Rev. Charles Loflin, Executive Director of Unitarian Universalist FaithAction NJ, also shared his fears about the federal government using military bases to support its plans for mass immigrant detainments. Describing it as “inappropriate” and “problematic,” Rev. Loflin claims this plan could impact more groups of people, not just immigrants, in the future.
“The rhetoric is scary,” he said. “Not only do they make a strong man out of the whole immigration debate when trying to criminalize [immigrants]…but what will stop them from expanding that to whoever criticizes this government, whatever group they decide isn't worthy of dignity and respect? So we feel like this is a call to arms and, in essence, that we have to draw the line.”
Though plans for the Joint Base have yet to be approved, Representatives Conaway Jr. and Donald Norcross toured the facility on July 25. However, both the Representatives and the military leaders in charge at the base have received very little information about the Trump Administration’s plans.
It is unknown what restrictions, if any, may be put on Congress members conducting oversight visits to the Joint Base, given its status as a military facility. At this point, Conaway Jr. is still awaiting further details from the DHS and DOD, with Garcia describing the situation as a “black hole of information.”
While Delaney Hall has reportedly turned away families and legal representatives trying to visit detainees, it is unknown if the Joint Base would impose the same restrictions on visitors. It is also too early to tell if the Joint Base would be as secretive as Delaney Hall has been about its number of detainees, their identities, and their living conditions.

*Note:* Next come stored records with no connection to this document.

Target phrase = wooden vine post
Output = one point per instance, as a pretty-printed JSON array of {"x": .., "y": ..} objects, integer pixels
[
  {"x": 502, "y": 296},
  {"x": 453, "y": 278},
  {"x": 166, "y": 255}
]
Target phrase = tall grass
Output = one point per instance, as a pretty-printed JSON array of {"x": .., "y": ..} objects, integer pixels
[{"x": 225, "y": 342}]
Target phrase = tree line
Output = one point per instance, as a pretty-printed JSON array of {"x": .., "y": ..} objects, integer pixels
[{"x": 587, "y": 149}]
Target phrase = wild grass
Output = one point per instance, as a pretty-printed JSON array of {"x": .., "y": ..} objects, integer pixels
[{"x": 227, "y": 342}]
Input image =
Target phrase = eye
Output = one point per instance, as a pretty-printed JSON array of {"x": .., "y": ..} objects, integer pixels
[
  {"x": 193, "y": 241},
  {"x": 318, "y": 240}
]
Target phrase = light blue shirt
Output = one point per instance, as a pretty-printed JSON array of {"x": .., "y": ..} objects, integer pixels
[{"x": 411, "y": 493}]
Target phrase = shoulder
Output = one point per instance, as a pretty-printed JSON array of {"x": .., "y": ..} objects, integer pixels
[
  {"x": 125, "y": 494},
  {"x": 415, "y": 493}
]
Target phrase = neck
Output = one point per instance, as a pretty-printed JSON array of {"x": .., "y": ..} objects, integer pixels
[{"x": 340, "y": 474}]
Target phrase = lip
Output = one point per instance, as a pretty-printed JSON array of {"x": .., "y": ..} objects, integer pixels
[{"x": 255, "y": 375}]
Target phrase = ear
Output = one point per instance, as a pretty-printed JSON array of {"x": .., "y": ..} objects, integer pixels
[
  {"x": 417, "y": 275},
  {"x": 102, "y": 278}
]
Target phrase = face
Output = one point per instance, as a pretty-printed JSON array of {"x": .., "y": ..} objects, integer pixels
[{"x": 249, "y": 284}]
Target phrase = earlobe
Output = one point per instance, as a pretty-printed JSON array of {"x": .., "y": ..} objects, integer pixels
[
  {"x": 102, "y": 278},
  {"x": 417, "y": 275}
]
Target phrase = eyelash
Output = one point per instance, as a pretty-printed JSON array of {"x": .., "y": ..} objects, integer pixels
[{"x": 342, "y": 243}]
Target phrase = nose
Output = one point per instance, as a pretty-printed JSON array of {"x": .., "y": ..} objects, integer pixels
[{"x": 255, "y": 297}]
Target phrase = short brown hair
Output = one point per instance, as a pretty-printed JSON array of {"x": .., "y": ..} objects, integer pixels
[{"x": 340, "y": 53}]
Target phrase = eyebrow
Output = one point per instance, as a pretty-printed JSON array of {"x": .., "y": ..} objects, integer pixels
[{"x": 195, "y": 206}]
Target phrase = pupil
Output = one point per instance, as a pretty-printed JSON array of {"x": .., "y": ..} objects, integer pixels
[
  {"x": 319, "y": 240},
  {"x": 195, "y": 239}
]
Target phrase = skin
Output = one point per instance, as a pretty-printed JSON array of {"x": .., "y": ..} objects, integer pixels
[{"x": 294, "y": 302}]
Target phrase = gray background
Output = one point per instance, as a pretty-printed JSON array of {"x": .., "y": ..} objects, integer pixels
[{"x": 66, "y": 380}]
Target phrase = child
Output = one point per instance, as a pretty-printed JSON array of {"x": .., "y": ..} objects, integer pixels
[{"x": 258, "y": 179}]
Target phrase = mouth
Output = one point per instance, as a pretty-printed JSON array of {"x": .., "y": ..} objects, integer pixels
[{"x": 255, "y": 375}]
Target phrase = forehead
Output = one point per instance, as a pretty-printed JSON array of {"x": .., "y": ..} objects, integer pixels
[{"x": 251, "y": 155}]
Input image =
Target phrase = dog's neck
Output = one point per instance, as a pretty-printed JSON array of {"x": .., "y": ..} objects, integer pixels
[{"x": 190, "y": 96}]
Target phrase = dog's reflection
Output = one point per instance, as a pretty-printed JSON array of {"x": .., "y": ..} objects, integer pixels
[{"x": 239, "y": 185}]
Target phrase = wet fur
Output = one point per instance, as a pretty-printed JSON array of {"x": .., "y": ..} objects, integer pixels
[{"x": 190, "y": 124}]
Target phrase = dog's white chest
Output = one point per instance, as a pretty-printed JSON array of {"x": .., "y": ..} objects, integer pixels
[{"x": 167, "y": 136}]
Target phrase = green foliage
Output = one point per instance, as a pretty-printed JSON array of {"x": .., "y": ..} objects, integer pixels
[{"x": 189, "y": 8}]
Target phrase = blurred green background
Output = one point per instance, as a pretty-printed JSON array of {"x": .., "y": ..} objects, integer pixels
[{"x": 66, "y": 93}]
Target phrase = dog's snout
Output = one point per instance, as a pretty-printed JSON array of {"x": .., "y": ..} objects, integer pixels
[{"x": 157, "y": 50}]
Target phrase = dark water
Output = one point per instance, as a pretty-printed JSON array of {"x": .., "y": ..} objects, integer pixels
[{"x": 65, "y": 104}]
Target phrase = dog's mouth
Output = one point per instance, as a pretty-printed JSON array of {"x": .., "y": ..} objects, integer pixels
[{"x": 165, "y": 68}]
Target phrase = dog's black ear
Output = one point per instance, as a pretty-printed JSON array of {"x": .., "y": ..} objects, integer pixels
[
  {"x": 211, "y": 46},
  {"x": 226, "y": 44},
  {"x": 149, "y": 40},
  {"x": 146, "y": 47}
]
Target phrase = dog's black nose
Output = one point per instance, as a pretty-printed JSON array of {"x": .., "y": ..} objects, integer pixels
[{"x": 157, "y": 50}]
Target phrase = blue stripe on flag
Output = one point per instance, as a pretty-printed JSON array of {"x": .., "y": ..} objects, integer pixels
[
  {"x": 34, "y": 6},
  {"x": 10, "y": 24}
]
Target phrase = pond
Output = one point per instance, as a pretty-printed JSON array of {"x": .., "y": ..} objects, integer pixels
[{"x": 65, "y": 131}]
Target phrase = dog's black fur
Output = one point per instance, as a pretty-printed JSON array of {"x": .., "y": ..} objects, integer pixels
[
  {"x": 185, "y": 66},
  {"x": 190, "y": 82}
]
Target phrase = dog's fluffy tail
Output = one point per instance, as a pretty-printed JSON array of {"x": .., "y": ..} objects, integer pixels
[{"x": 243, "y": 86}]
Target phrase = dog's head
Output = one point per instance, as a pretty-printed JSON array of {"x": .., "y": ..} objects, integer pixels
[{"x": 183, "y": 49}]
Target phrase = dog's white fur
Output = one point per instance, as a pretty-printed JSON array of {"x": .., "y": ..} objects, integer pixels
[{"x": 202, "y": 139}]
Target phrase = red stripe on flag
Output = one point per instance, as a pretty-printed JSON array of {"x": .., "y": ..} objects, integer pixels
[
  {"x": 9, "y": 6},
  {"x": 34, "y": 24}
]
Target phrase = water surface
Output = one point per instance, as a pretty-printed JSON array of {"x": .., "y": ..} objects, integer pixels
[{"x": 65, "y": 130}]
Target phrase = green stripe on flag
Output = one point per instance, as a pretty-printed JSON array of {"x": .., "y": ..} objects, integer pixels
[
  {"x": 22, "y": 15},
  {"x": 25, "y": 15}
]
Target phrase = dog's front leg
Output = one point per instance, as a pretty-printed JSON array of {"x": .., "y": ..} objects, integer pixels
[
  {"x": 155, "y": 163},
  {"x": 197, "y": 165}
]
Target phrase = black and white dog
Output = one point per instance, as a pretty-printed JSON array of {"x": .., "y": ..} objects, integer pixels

Due to this lack of transparency and the poor conditions reported at locations like Delaney Hall, immigrant detainees may be subjected to more mistreatment at the Joint Base if it is turned into an ICE center. While knowledge about the Administration’s plans for Joint Base is slim to none, it could have a terrible impact not just on immigrant detainees, but also on military personnel and the locals near the base.
“By having more DHS personnel be that close to a small town, the concern is that they're going to go off the base and go to towns, townships, and communities and start harassing members of the community because…it's not just extended to undocumented immigrants,” said Garcia. “They're rounding up American citizens, and they're putting [them] in the detention facilities…it's very troublesome and very concerning…that there will be more DHS and ICE agents in the area that could potentially hurt not just soldier morale, but commune morale as well.”
Public Square Amplified will continue to follow this story as it unfolds.